1

My requirement is to encrypt personal identification columns of table. For which I have written a small code which selects the data in batches and insert into new table with few extra columns.

Problem is when i run my code , it works good in begining but stops inserting record in db. It does not print any exception as well.
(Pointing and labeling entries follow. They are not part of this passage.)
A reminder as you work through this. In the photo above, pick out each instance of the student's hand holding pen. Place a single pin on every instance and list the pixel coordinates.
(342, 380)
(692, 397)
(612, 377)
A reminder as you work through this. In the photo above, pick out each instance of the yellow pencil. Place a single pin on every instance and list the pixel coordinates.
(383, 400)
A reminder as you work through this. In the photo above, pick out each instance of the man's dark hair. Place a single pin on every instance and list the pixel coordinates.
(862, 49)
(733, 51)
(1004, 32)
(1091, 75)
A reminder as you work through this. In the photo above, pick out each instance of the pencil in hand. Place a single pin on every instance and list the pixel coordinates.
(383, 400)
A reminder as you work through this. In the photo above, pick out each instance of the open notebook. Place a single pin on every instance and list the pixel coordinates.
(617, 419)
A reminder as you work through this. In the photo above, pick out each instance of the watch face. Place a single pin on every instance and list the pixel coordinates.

This is my connection pool config.

private BlockingQueue<EntityManager>  getConnectionPool(int poolSize) throws InterruptedException {
   // List<EntityManager> list = new ArrayList<>();
    BlockingQueue<EntityManager> queue = new ArrayBlockingQueue<>(poolSize);
    int i = poolSize;
    do
    {


        EntityManager entityManager = connectionService.getEm();
        queue.put(entityManager);
        //list.add(entityManager);
        i--;
    }
    while (i != 0);

    return queue;
}

This is the class from where everything starts. It calculates the total number of batches and calls one method for executor service.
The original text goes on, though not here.